Kelly: Our family collects antique steam tractors. There are a lot of steam tractor shows in Michigan, and we travel to quite a few of them. We even help put one on in Tompkins Center, Michigan every third weekend in September. It’s a lot of fun and a great way to keep history alive.
Debbie: A few fun Michigan people we should all know about?
Kelly: Ed Spicer is a pretty fun, interesting Michigan person. He’s a first grade teacher in Allegan by day, but other than that, he’s a superhero book guy. He reads, he reviews, and talks to people. He’s a friend to authors, librarians, educators, and anyone who cares about kids and reading. His passion is contagious.
Debbie: I agree -- Ed's great! Definitely a Michigan treasure.
Something you'd like a non-Michigander to know about Michigan?

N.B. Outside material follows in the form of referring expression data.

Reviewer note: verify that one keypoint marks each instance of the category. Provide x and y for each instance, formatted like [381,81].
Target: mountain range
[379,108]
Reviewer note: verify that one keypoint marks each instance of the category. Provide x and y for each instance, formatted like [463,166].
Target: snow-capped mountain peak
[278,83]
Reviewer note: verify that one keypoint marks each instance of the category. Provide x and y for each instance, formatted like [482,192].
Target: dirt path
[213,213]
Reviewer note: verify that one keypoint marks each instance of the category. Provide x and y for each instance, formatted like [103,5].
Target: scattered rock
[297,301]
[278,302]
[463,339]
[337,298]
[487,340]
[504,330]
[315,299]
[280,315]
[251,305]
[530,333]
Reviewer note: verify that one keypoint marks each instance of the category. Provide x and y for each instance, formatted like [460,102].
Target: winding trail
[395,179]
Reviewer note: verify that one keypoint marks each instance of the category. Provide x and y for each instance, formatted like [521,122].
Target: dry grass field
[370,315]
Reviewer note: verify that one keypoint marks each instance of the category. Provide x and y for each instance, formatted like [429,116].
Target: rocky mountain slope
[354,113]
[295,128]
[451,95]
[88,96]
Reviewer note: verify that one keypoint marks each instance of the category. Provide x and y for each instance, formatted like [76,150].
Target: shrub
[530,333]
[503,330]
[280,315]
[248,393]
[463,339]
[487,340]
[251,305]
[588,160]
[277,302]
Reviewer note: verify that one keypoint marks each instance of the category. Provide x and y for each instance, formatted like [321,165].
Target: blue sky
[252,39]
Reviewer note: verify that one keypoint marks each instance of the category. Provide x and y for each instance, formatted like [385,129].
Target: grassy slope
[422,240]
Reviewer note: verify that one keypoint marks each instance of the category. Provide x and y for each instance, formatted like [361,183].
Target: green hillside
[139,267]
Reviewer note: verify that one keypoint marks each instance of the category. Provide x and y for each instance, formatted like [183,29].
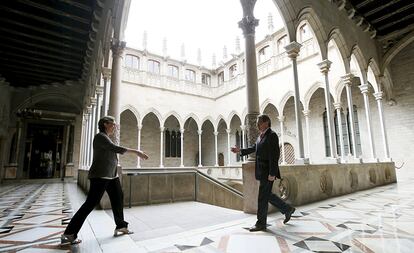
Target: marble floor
[32,217]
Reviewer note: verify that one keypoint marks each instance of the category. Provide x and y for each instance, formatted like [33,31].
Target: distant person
[103,176]
[266,171]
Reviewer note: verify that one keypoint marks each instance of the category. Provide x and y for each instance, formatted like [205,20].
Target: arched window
[172,143]
[326,134]
[173,71]
[221,78]
[167,143]
[238,142]
[264,54]
[304,33]
[153,67]
[233,71]
[344,133]
[357,133]
[190,75]
[206,79]
[281,43]
[131,61]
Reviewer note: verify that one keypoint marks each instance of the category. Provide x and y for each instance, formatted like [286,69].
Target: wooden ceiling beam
[44,20]
[59,64]
[54,11]
[44,31]
[63,44]
[8,66]
[39,46]
[39,66]
[32,52]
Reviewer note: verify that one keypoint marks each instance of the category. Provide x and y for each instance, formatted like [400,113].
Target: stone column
[338,108]
[243,128]
[215,148]
[161,146]
[99,93]
[139,127]
[282,137]
[378,97]
[106,74]
[293,51]
[347,79]
[92,133]
[182,146]
[228,147]
[89,136]
[248,25]
[116,74]
[199,147]
[306,114]
[364,90]
[324,67]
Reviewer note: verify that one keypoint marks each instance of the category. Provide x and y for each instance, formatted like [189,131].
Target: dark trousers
[266,196]
[96,191]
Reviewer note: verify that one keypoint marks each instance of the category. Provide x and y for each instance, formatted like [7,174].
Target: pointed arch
[266,103]
[309,93]
[283,101]
[361,62]
[133,110]
[308,15]
[194,117]
[335,35]
[155,112]
[217,122]
[176,115]
[231,115]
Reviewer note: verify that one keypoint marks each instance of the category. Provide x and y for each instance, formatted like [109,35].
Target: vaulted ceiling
[44,42]
[387,20]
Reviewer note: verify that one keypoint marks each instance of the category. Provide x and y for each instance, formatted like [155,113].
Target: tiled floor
[32,216]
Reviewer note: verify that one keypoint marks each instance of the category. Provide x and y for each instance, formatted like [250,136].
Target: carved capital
[348,79]
[364,88]
[106,73]
[378,95]
[293,49]
[248,25]
[118,48]
[338,106]
[324,66]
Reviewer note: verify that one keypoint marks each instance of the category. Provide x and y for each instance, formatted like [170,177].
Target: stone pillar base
[250,188]
[370,160]
[302,161]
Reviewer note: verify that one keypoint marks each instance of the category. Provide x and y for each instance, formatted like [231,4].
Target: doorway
[43,150]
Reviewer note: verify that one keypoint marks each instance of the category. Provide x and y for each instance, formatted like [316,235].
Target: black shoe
[257,228]
[288,215]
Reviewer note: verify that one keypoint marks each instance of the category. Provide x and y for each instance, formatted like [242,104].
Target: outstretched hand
[142,155]
[235,149]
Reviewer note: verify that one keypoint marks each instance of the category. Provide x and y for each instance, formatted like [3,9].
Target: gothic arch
[156,113]
[176,115]
[133,110]
[336,36]
[309,93]
[308,15]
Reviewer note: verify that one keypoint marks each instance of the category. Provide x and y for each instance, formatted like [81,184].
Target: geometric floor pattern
[32,216]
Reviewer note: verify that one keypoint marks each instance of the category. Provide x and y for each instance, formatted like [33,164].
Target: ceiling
[390,19]
[44,41]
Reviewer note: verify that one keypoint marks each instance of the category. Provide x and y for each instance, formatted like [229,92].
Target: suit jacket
[105,160]
[267,155]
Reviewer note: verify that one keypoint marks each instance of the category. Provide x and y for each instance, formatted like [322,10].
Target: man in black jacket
[266,171]
[103,176]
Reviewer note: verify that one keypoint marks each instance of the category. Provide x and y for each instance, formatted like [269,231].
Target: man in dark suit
[266,171]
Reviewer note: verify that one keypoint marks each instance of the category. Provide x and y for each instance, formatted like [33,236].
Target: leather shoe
[288,215]
[257,228]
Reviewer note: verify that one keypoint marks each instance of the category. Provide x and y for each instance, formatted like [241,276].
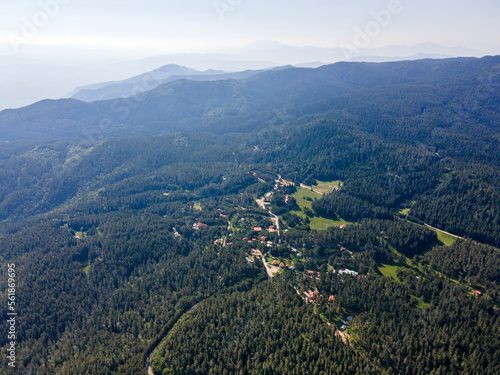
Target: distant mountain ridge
[148,81]
[236,104]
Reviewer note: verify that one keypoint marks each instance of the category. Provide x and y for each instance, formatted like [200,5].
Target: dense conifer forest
[147,239]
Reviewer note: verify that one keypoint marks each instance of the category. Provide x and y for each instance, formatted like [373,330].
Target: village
[260,236]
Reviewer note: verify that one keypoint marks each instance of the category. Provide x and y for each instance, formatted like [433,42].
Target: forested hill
[129,237]
[241,105]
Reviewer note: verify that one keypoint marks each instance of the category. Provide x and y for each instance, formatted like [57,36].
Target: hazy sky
[159,26]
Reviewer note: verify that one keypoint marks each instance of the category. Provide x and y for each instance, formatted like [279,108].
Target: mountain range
[54,78]
[221,105]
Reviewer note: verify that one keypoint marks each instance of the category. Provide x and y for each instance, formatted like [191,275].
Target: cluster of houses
[198,226]
[345,323]
[348,272]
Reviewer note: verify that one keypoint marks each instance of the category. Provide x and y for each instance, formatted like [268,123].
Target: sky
[148,27]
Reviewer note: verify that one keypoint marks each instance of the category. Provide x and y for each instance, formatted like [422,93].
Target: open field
[317,222]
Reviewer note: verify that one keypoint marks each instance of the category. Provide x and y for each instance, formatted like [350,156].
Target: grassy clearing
[325,187]
[445,238]
[317,222]
[390,271]
[301,195]
[404,211]
[87,270]
[81,234]
[321,223]
[421,304]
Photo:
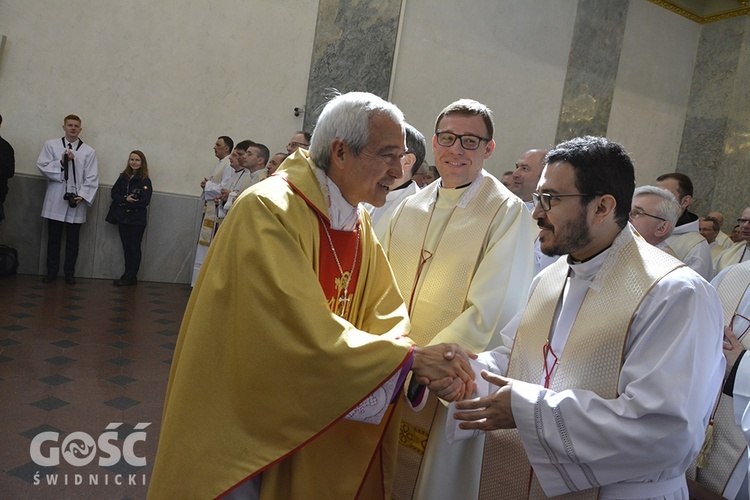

Kelly: It’s a beautiful place to visit. If you haven’t seen the Great Lakes, it’s hard to imagine them. They are not just big lakes; they are inland freshwater seas.
Debbie: Last question. Some folks in Michigan refer to themselves as Michiganders, others as Michiganians. For our ongoing vote tally, are you a Michigander or a Michiganian?
Kelly: Michigander, definitely. As a kid, I had an old out-of-print book called Michigan My Michigan. That book, along with my elementary school teachers who taught Michigan history, all said Michigander. That has stuck.
Debbie: We'll add you to the Michigander column! Kelly, thank you so much for joining us today for Michigander Monday!